4. Géométrie et mécanique des instruments astronomiques
Les astres ont sur la sphère céleste des mouvements apparents dont le plus important est le mouvement diurne – dû à la rotation de la Terre –, auquel se superposent les déplacements relatifs, beaucoup plus lents, des divers astres. Les collecteurs d'énergie qu'on a décrits devront donc être portés par des systèmes mécaniques permettant d'assurer, malgré ces mouvements, la fixité de l'image sur le récepteur ; ou, au contraire, d'assurer le maintien de l'axe optique dans une direction connue par rapport à un système de référence, tout en déterminant l'instant de passage d'un astre sur cet axe optique, donc par une direction de coordonnées angulaires connues.
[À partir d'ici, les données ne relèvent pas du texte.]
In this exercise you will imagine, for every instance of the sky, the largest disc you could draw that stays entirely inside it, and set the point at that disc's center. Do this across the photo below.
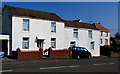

Le système de référence le plus immédiat est celui des coordonnées azimutales locales, matérialisé par le théodolite ; c'est une lunette mobile autour de deux axes ; le premier, normal à l'axe optique de la lunette, est constamment horizontal, et la fourche ou colonne sur laquelle il repose tourne autour d'un axe vertical. La lunette peut donc pointer un astre dans une direction quelconque sur la sphère céleste ; mais les coordonnées lues sur des cercles gradués liés aux deux axes varient au cours du mouvement diurne.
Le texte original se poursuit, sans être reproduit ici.